Leveraging Multimodal Behavioral Analytics for Automated Job Interview Performance Assessment and Feedback
(2006.07909v2)
Published 14 Jun 2020 in cs.LG, cs.CL, cs.CV, and stat.ML
Abstract: Behavioral cues play a significant part in human communication and cognitive perception. In most professional domains, employee recruitment policies are framed such that both professional skills and personality traits are adequately assessed. Hiring interviews are structured to evaluate expansively a potential employee's suitability for the position - their professional qualifications, interpersonal skills, ability to perform in critical and stressful situations, in the presence of time and resource constraints, etc. Therefore, candidates need to be aware of their positive and negative attributes and be mindful of behavioral cues that might have adverse effects on their success. We propose a multimodal analytical framework that analyzes the candidate in an interview scenario and provides feedback for predefined labels such as engagement, speaking rate, eye contact, etc. We perform a comprehensive analysis that includes the interviewee's facial expressions, speech, and prosodic information, using the video, audio, and text transcripts obtained from the recorded interview. We use these multimodal data sources to construct a composite representation, which is used for training machine learning classifiers to predict the class labels. Such analysis is then used to provide constructive feedback to the interviewee for their behavioral cues and body language. Experimental validation showed that the proposed methodology achieved promising results.

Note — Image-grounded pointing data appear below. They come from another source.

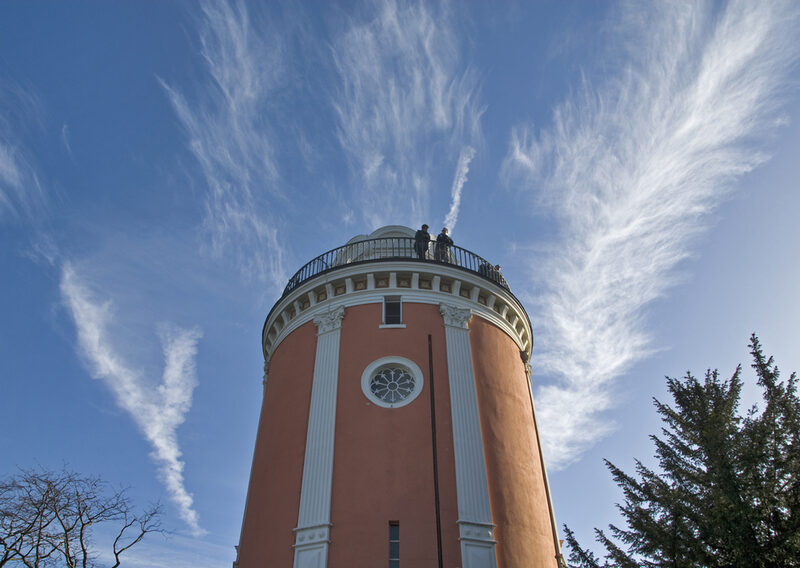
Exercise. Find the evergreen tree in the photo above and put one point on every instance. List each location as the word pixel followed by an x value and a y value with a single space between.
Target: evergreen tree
pixel 727 490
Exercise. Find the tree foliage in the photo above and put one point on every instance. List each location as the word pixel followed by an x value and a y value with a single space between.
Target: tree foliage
pixel 48 519
pixel 727 490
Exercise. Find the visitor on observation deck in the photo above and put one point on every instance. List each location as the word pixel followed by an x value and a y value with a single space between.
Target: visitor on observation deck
pixel 443 244
pixel 422 239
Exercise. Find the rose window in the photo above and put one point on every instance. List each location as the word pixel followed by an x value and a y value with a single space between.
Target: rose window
pixel 392 384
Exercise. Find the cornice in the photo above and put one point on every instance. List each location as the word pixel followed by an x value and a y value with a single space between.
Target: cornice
pixel 425 283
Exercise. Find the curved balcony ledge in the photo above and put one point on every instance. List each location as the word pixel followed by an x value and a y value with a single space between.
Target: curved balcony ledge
pixel 393 249
pixel 364 271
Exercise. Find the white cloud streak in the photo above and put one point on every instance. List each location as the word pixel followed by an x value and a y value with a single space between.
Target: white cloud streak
pixel 632 169
pixel 229 135
pixel 21 194
pixel 462 169
pixel 156 410
pixel 405 106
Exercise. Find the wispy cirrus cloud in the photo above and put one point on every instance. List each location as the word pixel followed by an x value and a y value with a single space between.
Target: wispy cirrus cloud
pixel 230 135
pixel 632 169
pixel 460 178
pixel 157 410
pixel 22 197
pixel 405 106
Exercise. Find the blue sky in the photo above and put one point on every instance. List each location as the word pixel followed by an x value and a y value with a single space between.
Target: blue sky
pixel 165 167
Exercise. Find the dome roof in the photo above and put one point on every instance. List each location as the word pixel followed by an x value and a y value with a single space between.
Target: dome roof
pixel 385 232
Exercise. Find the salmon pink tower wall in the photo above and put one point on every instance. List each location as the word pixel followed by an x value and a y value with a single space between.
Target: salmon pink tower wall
pixel 397 425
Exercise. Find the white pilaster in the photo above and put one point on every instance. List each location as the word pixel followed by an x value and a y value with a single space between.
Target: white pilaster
pixel 312 535
pixel 476 530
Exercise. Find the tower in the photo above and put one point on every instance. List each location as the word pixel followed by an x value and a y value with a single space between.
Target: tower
pixel 397 425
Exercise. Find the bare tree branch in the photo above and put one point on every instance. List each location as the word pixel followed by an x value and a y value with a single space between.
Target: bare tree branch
pixel 50 515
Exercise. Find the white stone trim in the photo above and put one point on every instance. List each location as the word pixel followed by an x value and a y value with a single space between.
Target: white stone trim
pixel 276 331
pixel 311 546
pixel 313 519
pixel 366 377
pixel 474 508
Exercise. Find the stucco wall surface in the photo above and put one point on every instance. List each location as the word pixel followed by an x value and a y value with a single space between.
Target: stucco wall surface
pixel 516 484
pixel 273 498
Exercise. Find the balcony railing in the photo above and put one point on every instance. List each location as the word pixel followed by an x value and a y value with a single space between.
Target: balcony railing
pixel 394 248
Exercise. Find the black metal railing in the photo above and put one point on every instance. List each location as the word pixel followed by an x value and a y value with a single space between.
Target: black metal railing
pixel 394 248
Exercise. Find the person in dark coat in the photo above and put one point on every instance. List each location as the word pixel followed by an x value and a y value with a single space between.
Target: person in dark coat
pixel 422 239
pixel 443 244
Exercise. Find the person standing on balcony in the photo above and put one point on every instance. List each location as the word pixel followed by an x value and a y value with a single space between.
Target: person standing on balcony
pixel 421 240
pixel 443 244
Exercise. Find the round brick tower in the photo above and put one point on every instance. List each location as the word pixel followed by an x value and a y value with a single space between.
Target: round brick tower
pixel 397 426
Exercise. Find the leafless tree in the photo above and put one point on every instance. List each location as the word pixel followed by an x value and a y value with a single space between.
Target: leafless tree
pixel 48 519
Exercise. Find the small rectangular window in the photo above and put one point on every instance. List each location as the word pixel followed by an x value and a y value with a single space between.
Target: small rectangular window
pixel 392 310
pixel 394 544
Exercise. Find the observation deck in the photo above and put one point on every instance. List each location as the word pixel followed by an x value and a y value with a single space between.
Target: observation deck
pixel 369 267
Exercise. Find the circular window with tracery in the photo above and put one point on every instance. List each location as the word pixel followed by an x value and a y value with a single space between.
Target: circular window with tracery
pixel 392 381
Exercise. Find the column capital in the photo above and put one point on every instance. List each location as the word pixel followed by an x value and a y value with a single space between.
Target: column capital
pixel 329 321
pixel 455 317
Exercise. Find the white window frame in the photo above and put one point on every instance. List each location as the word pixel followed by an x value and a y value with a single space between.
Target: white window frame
pixel 413 368
pixel 387 299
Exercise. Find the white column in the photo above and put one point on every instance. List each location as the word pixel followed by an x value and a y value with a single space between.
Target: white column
pixel 476 530
pixel 312 535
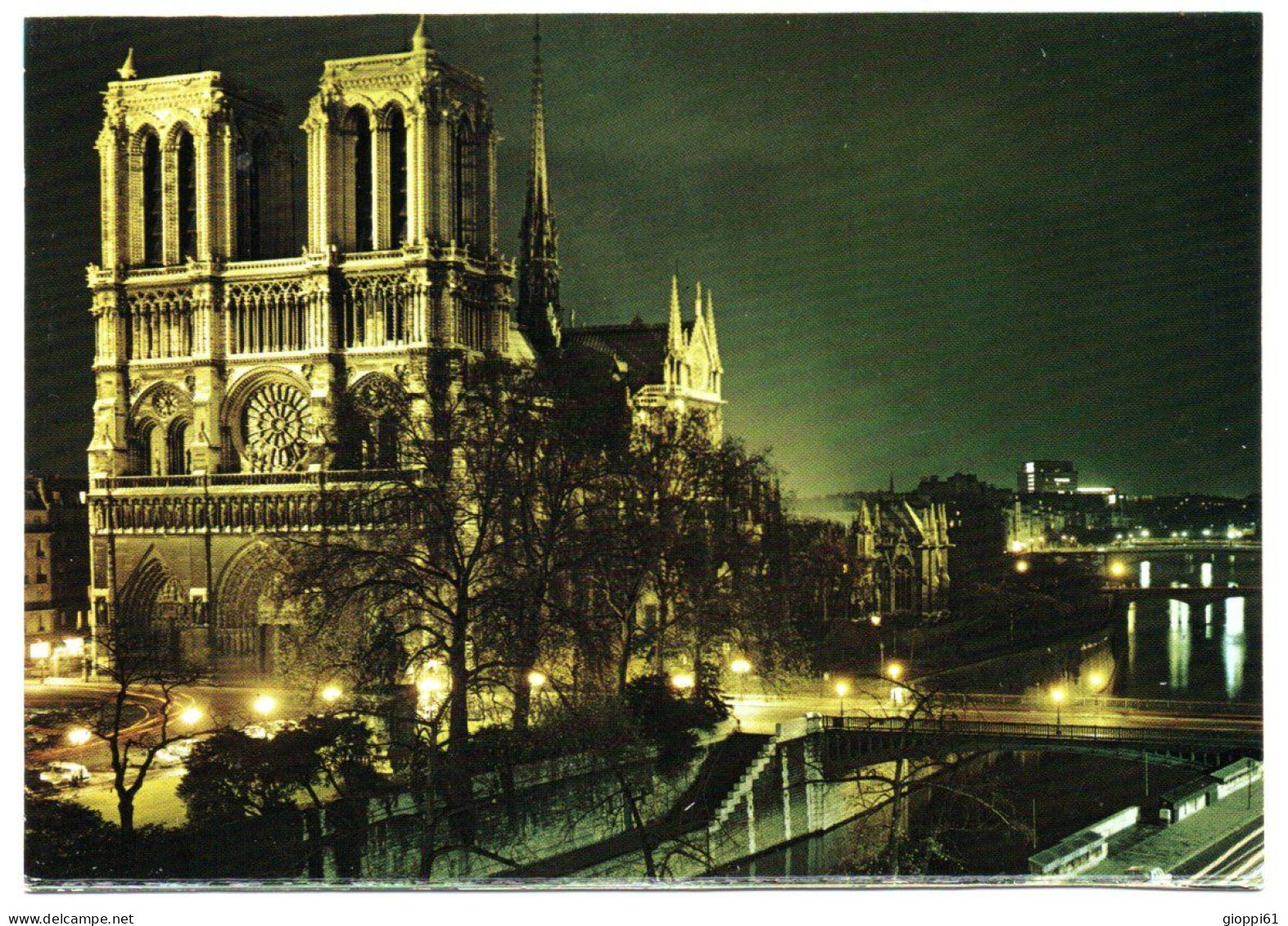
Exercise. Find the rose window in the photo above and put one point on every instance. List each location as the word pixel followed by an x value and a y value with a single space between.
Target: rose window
pixel 276 427
pixel 165 404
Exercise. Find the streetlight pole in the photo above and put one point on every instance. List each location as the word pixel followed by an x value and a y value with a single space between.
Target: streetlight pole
pixel 1058 697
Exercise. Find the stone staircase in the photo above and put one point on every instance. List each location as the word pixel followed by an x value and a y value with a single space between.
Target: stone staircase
pixel 742 787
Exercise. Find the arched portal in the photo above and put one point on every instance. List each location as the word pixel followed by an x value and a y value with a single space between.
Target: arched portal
pixel 253 612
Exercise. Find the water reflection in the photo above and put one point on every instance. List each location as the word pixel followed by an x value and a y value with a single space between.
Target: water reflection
pixel 1179 644
pixel 1131 638
pixel 1234 651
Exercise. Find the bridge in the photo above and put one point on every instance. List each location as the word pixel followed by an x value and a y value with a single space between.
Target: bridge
pixel 874 739
pixel 1185 593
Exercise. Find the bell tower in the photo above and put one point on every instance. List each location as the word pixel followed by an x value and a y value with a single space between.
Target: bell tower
pixel 402 168
pixel 193 174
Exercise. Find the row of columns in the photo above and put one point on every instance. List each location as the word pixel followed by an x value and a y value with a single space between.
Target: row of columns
pixel 432 190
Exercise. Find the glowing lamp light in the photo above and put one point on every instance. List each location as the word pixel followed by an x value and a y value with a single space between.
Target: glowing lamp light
pixel 79 735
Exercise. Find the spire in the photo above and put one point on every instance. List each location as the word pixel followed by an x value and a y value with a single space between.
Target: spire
pixel 674 328
pixel 712 332
pixel 539 240
pixel 537 178
pixel 126 70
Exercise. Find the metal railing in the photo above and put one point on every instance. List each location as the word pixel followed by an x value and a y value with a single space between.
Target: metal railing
pixel 1022 730
pixel 314 478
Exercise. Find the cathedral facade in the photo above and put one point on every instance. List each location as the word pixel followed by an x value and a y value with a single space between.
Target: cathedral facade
pixel 245 368
pixel 899 558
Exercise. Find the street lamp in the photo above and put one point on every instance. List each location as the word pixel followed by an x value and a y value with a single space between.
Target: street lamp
pixel 1058 697
pixel 741 667
pixel 843 688
pixel 79 735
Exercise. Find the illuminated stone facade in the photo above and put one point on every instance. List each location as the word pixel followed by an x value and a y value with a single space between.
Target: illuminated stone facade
pixel 242 382
pixel 899 557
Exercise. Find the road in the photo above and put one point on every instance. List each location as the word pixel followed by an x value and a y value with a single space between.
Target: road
pixel 760 715
pixel 232 706
pixel 1232 862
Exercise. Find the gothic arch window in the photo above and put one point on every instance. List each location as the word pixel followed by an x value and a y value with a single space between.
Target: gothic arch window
pixel 375 404
pixel 357 170
pixel 153 229
pixel 251 164
pixel 465 181
pixel 903 586
pixel 187 183
pixel 397 177
pixel 178 452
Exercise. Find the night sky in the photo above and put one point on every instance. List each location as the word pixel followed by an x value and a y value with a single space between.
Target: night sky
pixel 935 244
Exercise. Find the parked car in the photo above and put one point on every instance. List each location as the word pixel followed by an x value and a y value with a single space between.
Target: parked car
pixel 166 757
pixel 65 775
pixel 181 748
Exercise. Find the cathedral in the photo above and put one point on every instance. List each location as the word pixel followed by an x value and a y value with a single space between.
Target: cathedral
pixel 899 558
pixel 245 368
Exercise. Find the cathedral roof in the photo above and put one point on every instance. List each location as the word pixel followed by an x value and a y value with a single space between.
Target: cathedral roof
pixel 642 346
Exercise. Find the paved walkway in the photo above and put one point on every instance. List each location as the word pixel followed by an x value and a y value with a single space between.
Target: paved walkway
pixel 1173 847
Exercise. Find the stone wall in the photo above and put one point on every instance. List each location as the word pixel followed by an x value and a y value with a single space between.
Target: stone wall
pixel 555 808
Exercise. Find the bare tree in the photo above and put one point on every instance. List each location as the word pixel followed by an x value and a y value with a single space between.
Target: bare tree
pixel 138 665
pixel 905 711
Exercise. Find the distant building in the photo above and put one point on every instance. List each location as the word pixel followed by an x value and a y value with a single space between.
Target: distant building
pixel 1047 477
pixel 56 582
pixel 901 557
pixel 977 519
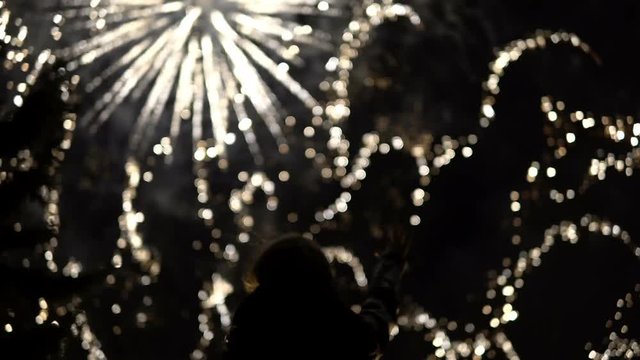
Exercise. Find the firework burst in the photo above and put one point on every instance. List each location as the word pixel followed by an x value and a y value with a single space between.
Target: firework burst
pixel 213 64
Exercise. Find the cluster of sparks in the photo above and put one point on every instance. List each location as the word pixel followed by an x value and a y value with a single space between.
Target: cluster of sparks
pixel 208 58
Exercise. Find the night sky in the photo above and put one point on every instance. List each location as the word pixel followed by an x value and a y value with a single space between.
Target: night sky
pixel 427 83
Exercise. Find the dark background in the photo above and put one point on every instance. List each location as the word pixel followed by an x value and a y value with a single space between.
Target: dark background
pixel 433 82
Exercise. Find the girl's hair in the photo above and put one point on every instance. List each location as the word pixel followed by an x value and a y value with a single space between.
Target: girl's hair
pixel 291 262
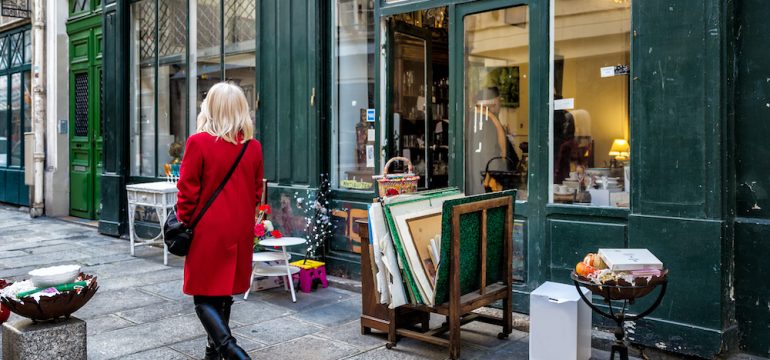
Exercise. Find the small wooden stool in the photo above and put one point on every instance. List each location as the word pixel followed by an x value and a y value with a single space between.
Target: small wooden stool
pixel 310 271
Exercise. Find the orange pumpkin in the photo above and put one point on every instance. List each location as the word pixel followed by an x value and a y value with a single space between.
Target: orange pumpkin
pixel 594 260
pixel 584 270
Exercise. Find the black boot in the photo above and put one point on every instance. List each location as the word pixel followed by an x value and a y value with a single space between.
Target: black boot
pixel 227 304
pixel 213 321
pixel 211 351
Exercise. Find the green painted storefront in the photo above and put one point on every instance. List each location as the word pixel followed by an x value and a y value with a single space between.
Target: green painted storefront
pixel 699 100
pixel 15 109
pixel 84 28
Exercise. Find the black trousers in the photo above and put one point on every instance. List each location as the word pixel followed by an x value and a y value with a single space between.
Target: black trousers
pixel 213 300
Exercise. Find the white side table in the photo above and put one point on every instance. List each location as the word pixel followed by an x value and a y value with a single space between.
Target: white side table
pixel 160 196
pixel 276 270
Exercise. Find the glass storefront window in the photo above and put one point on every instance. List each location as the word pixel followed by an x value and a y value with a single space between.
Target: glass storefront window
pixel 143 89
pixel 16 121
pixel 590 70
pixel 496 100
pixel 353 134
pixel 4 141
pixel 168 87
pixel 207 48
pixel 172 82
pixel 240 34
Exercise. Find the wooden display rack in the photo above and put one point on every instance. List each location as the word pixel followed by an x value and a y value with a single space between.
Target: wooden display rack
pixel 459 309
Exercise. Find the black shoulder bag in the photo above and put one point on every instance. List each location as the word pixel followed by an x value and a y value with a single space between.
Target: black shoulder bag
pixel 178 236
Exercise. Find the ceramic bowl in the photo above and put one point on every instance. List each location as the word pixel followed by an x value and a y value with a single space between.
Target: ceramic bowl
pixel 52 307
pixel 54 275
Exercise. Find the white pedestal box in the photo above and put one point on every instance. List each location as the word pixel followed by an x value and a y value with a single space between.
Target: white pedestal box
pixel 559 323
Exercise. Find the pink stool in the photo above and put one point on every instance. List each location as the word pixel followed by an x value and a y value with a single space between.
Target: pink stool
pixel 310 271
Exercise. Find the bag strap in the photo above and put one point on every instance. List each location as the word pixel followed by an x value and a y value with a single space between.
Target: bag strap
pixel 221 185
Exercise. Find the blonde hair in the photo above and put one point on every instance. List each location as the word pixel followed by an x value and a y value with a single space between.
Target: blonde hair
pixel 225 113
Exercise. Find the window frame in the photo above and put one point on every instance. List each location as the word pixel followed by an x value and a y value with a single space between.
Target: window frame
pixel 9 71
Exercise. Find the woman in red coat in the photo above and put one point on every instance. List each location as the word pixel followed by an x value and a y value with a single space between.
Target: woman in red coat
pixel 218 264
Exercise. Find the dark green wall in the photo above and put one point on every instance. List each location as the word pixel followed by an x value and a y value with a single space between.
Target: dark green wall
pixel 680 71
pixel 752 163
pixel 116 97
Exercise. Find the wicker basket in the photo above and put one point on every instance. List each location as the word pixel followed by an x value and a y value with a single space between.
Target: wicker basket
pixel 394 184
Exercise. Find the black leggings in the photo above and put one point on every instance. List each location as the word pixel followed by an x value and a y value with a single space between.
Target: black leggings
pixel 213 300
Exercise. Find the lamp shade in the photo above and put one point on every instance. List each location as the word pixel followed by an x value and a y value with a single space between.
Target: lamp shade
pixel 619 149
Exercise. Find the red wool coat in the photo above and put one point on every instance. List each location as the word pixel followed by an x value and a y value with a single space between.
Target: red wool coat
pixel 219 261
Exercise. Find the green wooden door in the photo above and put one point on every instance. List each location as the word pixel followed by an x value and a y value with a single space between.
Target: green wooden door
pixel 288 100
pixel 85 80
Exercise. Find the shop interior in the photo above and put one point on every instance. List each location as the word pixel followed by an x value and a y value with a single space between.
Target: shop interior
pixel 420 98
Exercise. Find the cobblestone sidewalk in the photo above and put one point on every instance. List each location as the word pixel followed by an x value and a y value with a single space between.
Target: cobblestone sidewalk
pixel 141 313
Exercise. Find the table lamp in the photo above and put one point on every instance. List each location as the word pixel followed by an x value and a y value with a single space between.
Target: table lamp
pixel 619 152
pixel 619 149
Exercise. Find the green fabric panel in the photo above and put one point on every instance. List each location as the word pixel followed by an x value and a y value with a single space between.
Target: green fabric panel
pixel 470 237
pixel 411 287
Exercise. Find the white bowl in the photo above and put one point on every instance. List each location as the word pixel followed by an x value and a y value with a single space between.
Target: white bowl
pixel 54 275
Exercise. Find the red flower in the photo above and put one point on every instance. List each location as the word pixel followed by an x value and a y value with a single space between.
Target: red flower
pixel 259 230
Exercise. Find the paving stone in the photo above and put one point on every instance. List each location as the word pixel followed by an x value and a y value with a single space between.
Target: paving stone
pixel 515 350
pixel 25 339
pixel 277 330
pixel 485 335
pixel 351 333
pixel 163 353
pixel 54 249
pixel 597 354
pixel 106 323
pixel 252 312
pixel 41 260
pixel 138 338
pixel 142 279
pixel 130 267
pixel 11 253
pixel 156 312
pixel 306 348
pixel 410 349
pixel 307 301
pixel 102 260
pixel 196 347
pixel 169 290
pixel 108 302
pixel 334 314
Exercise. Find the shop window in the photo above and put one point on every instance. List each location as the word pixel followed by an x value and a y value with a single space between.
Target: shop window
pixel 168 87
pixel 590 113
pixel 240 34
pixel 496 100
pixel 419 85
pixel 143 88
pixel 172 82
pixel 159 85
pixel 4 141
pixel 353 132
pixel 15 100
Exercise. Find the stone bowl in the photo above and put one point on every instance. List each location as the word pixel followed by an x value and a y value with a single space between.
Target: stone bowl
pixel 53 307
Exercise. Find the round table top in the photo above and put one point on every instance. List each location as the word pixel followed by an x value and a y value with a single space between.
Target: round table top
pixel 264 256
pixel 284 241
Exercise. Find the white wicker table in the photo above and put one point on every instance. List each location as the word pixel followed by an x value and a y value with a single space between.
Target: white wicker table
pixel 284 269
pixel 160 196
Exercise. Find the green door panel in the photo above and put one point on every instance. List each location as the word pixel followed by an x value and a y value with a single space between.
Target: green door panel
pixel 289 113
pixel 675 104
pixel 691 250
pixel 85 117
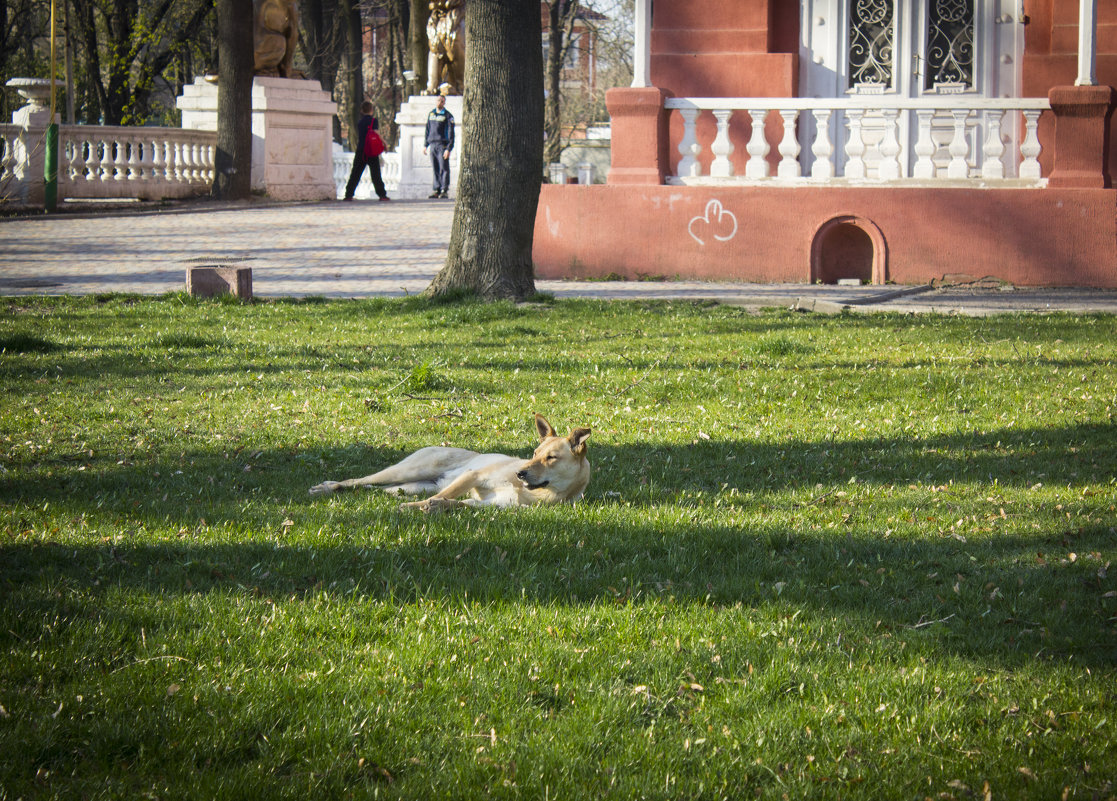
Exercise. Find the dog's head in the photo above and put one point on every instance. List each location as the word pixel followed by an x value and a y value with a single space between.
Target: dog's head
pixel 559 466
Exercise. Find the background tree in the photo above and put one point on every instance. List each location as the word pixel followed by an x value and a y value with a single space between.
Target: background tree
pixel 322 41
pixel 575 99
pixel 24 29
pixel 232 161
pixel 125 47
pixel 561 16
pixel 502 155
pixel 418 46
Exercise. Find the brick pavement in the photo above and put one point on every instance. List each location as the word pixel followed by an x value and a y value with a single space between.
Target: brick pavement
pixel 369 249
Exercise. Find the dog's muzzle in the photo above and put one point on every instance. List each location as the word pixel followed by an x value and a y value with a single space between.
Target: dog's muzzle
pixel 527 482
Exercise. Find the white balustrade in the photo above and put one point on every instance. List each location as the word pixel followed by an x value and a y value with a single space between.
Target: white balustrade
pixel 722 148
pixel 871 140
pixel 759 148
pixel 688 145
pixel 149 163
pixel 789 145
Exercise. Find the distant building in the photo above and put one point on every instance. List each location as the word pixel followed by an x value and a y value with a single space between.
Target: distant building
pixel 886 141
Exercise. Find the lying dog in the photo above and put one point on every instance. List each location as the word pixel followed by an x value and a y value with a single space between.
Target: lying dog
pixel 556 473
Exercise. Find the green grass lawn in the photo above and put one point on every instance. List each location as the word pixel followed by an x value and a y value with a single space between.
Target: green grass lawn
pixel 829 558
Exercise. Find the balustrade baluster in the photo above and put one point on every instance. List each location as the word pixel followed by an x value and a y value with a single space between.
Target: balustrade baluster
pixel 757 167
pixel 159 162
pixel 180 169
pixel 960 146
pixel 210 169
pixel 992 165
pixel 889 169
pixel 87 159
pixel 823 149
pixel 134 154
pixel 120 160
pixel 106 160
pixel 196 156
pixel 855 146
pixel 689 148
pixel 924 145
pixel 789 145
pixel 722 146
pixel 1030 148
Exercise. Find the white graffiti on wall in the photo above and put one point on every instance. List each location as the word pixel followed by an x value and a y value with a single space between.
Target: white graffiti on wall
pixel 717 219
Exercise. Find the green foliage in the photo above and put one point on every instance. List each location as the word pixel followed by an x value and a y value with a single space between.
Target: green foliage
pixel 853 556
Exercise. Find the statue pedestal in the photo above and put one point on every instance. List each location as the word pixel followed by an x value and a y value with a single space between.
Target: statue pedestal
pixel 417 175
pixel 293 134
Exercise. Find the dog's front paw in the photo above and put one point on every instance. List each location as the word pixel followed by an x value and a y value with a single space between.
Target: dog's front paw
pixel 430 505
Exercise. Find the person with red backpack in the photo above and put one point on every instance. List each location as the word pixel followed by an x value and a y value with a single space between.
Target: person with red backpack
pixel 369 148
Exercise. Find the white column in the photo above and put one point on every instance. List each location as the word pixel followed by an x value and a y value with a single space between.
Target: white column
pixel 641 57
pixel 1087 43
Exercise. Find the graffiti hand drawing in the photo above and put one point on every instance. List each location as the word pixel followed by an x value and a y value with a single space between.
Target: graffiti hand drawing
pixel 725 223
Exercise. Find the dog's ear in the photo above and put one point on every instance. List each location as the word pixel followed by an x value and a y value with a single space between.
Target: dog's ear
pixel 576 440
pixel 543 427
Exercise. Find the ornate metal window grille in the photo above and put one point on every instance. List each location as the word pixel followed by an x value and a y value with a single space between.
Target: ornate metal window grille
pixel 871 41
pixel 950 43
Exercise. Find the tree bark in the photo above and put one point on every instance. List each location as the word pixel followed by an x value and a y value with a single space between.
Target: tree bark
pixel 502 154
pixel 354 69
pixel 561 16
pixel 418 45
pixel 232 161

The paper introduces a multimodal analytical framework using facial expressions, speech, and text to automatically assess job interview performance.
The methodology extracts features from video, audio, and transcripts to train machine learning classifiers, with the Random Forest model showing high accuracy in predicting specific behaviors like speaking rate.
Results demonstrate varying performance based on modality combinations, highlighting the framework's potential while acknowledging dataset size limitations and outlining future work on real-time feedback systems.
The paper introduces a multimodal analytical framework designed for automated job interview performance assessment and feedback. This system analyzes candidates based on predefined labels such as engagement, speaking rate, and eye contact. The methodology integrates facial expressions, speech, and prosodic information derived from video, audio, and text transcripts to construct a composite representation, which is then used to train machine learning classifiers.
The paper leverages the MIT interview dataset, which includes recordings of 138 mock job interviews from 69 candidates, pre- and post-intervention. The dataset also incorporates Amazon Mechanical Turk Worker scores for each video, which are averaged to derive ground truth labels.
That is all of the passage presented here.